Moving averages can be used to identify the trend, as well as support and resistance levels. Crossovers with price or with another moving average can provide trading signals. Chartists may also create a Moving Average Ribbon with more than one moving average to analyze the interaction between multiple MAs at once.
The direction of the moving average conveys important information about prices, whether that average is simple or exponential. A rising moving average shows that prices are generally increasing. A falling moving average indicates that prices, on average, are falling. A rising long-term moving average reflects a long-term uptrend. A falling long-term moving average reflects a long-term downtrend.
The chart below shows 3M (MMM) with a 150-day exponential moving average. You can see that moving averages are very effective during strong trends.
The 150-day EMA turned lower in November 2007 and again in January 2008. Notice that it took a 15% decline to reverse the direction of this moving average. These lagging indicators identify trend reversals as they occur (at best) or after they occur (at worst). MMM continued lower into March 2009 and then surged 40-50%. Notice that the 150-day EMA did not turn up until after this surge. Once it did, however, MMM continued higher the next 12 months. Moving averages work brilliantly in strong trends.
Two moving averages can be used together to generate crossover signals. In Technical Analysis of the Financial Markets, John Murphy calls this the “double crossover method”. Double crossovers involve one relatively short moving average and one relatively long moving average. As with all moving averages, the general length of the moving average defines the timeframe for the system. A system using a 5-day EMA and a 35-day EMA would be deemed short-term. A system using a 50-day SMA and 200-day SMA would be deemed medium-term, perhaps even long-term.
A bullish crossover occurs when the shorter moving average crosses above the longer moving average. This is also known as a golden cross. A bearish crossover occurs when the shorter moving average crosses below the longer moving average. This is known as a death cross (sometimes called a “dead cross”).

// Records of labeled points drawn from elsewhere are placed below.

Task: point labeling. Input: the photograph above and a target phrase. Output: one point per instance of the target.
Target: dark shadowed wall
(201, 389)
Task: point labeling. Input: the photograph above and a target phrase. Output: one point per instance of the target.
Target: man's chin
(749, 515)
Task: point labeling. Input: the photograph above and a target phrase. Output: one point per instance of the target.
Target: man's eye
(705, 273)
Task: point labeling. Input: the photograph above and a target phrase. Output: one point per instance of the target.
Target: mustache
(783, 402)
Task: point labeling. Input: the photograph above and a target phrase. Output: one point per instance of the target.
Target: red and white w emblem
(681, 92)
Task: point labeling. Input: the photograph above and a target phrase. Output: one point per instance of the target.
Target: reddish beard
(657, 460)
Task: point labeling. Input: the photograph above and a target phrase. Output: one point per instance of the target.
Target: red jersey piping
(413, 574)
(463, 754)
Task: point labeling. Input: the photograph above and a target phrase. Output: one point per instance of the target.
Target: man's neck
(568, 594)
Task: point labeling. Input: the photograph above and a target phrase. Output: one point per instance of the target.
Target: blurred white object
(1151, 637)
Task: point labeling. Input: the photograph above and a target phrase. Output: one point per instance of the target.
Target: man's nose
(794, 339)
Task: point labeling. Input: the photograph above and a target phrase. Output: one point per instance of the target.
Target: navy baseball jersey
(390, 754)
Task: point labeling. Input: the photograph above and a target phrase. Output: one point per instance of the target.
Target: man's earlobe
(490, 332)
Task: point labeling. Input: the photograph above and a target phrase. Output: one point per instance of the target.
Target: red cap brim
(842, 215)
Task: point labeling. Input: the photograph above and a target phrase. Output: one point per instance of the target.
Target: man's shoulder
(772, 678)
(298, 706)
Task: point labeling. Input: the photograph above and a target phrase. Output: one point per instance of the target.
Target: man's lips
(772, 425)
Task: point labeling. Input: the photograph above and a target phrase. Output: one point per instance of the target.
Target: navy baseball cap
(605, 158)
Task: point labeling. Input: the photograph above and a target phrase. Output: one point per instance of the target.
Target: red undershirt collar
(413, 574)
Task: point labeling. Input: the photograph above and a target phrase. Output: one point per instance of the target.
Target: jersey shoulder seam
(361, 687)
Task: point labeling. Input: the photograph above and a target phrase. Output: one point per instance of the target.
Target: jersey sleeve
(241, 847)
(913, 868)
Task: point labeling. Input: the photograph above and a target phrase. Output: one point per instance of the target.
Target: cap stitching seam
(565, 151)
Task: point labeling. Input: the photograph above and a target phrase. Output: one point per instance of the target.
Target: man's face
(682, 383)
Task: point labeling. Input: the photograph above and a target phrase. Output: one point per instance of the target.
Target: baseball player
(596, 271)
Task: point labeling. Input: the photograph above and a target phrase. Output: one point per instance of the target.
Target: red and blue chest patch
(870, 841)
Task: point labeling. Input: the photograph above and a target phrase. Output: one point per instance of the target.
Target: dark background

Moving average crossovers produce relatively late signals. After all, the system employs two lagging indicators. The longer the moving average periods, the greater the lag in the signals. These signals work great when a good trend takes hold. However, when there's no strong trend, a moving average crossover system will produce many whipsaws.
There is also a triple crossover method that involves three moving averages. Again, a signal is generated when the shortest moving average crosses the two longer moving averages. A simple triple crossover system might involve 5-day, 10-day, and 20-day moving averages.
The chart below shows Home Depot (HD) with a 10-day EMA (green dotted line) and 50-day EMA (red line). The black line is the daily close.
A moving average crossover would have resulted in three whipsaws before catching a good trade. The 10-day EMA broke below the 50-day EMA in late October (1), but this did not last long as the 10-day moved back above in mid-November (2). This cross lasted longer, but the next bearish crossover in January (3) occurred near late November price levels, resulting in another whipsaw. This bearish cross did not last long, as the 10-day EMA moved back above the 50-day a few days later (4). After three bad signals, the fourth signal foreshadowed a strong move as the stock advanced over 20%.
The takeaways:
Crossovers are prone to whipsaw. You can prevent whipsaws by applying a price or time filter. Traders might require the crossover to last three days before acting or the 10-day EMA to move above/below the 50-day EMA by a certain amount before acting.
MACD can be used to identify and quantify these crossovers. MACD (10,50,1) will show a line representing the difference between the two exponential moving averages. MACD turns positive during a golden cross and negative during a death cross. The Percentage Price Oscillator (PPO) can be used similarly to show percentage differences. Note that MACD and the PPO are based on exponential moving averages and will not match up with simple moving averages.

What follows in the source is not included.